Alaska’s Congressional delegation appreciated President Obama’s call in his State of the Union address Tuesday night to cut red tape and spur employment, energy development and innovation. But the Republicans in their ranks question his plan to make that happen. The President delivered his State of the Union to a joint session of Congress in the U.S. House chamber. His comments on energy particularly interested the Alaskan delegation.
“And nowhere is the promise of innovation greater than in the promise of American made energy. In the past three years, we’ve opened millions of new acres for oil and gas exploration, and tonight I’m directing my administration to open more than 75 percent of our potential offshore oil and gas resources,” President Obama said.
Republican Senator Lisa Murkowski said Obama was trying to take credit for initiatives that started in the Bush administration. Speaking with APRN Tuesday night near the Capitol subway taking Senators back to their offices after the speech, she said she was pleasantly surprised the President spent a good six and half minutes on energy.
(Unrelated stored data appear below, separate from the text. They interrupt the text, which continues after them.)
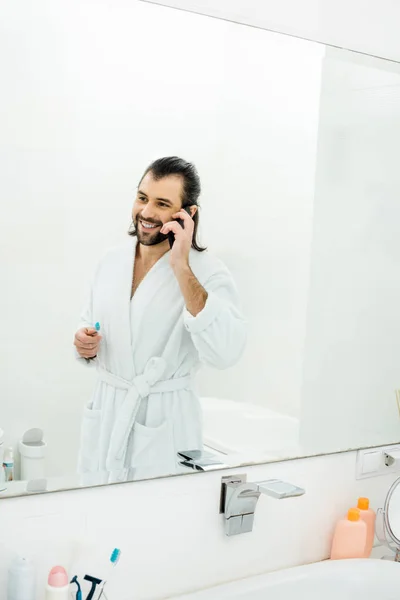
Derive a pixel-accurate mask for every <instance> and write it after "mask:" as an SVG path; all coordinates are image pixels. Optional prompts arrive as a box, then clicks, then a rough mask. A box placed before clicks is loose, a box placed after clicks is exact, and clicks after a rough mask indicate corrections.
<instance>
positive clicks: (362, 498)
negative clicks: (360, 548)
mask: <svg viewBox="0 0 400 600" xmlns="http://www.w3.org/2000/svg"><path fill="white" fill-rule="evenodd" d="M357 508H358V509H359V511H360V518H361V519H362V520H363V521H364V523H365V524H366V526H367V530H368V532H367V544H366V548H365V552H366V554H367V558H369V556H370V555H371V552H372V547H373V545H374V539H375V519H376V515H375V513H374V511H373V510H372V508H370V507H369V500H368V498H359V499H358V504H357Z"/></svg>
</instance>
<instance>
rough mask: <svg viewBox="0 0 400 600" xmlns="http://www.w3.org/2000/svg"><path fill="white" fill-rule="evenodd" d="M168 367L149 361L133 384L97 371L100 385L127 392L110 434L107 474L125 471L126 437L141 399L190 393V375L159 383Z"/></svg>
mask: <svg viewBox="0 0 400 600" xmlns="http://www.w3.org/2000/svg"><path fill="white" fill-rule="evenodd" d="M166 367H167V363H166V361H165V359H163V358H161V357H155V358H151V359H150V360H149V361H148V363H147V365H146V368H145V370H144V372H143V373H142V374H141V375H136V377H134V379H133V380H132V381H128V380H126V379H123V378H122V377H118V376H117V375H114V374H113V373H110V372H109V371H106V370H105V369H103V368H101V367H98V369H97V371H98V375H99V378H100V381H103V382H104V383H107V384H108V385H111V386H113V387H115V388H117V389H120V390H126V391H127V394H126V396H125V399H124V401H123V403H122V406H121V407H120V408H119V410H118V415H117V418H116V421H115V423H114V427H113V430H112V433H111V439H110V446H109V450H108V455H107V470H109V471H114V470H118V469H123V468H124V466H125V465H124V461H125V454H126V450H127V446H128V440H129V435H130V433H131V431H132V428H133V426H134V424H135V420H136V416H137V413H138V410H139V407H140V403H141V401H142V399H143V398H147V396H149V395H150V394H160V393H164V392H176V391H178V390H184V389H190V388H191V387H192V378H191V376H190V375H187V376H185V377H179V378H176V379H166V380H164V381H163V380H162V379H161V378H162V376H163V374H164V372H165V369H166Z"/></svg>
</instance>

“I did note with great interest that he seemed to be very favorably inclined to natural gas. Which is good, it’s critical for this country in terms of resource and in terms of the jobs. It’s going to be very important for Alaska as we seek to find market for natural gas. But I also recognize there are some within his agencies that are not so keen on all aspects of natural gas,” Murkowski said.
Democratic Senator Mark Begich says he was also pleased to hear President Obama linger on energy issues, but he wants to hear more details:
“You can’t talk about oil and gas unless you talk about Alaska. We’re an important part of this equation. So I feel he could’ve been more specific about how he’s going to do that. I hope in the next coming weeks that will be more detailed, about how Alaska can play a role supplying oil and gas to this country. Especially because he mentioned OCS, that’s where the biggest finds will potentially be, in Chukchi and Beaufort,” Begich said.
Alaska’s Republican U.S. Representative Don Young agreed with Senator Begich. He gave the President only a couple standing ovations, most notably when Obama said it’s time “to stop rewarding businesses that ship jobs overseas” and called for tax reforms to give companies incentives to hire American. But Young dismissed the President’s energy policy as “smoke and mirrors.”
Last night though Alaska’s delegation sat with members of the other party. Congressman Young, who rarely attends State of the Union speeches went at the invitation of Hawaii Democrat Mazie Hirono. Senator Begich sat with Maine Republican Olympia Snowe and Senator Murkowski, a big proponent of the movement for bipartisan seating, was joined by Colorado Democrat Mark Udall.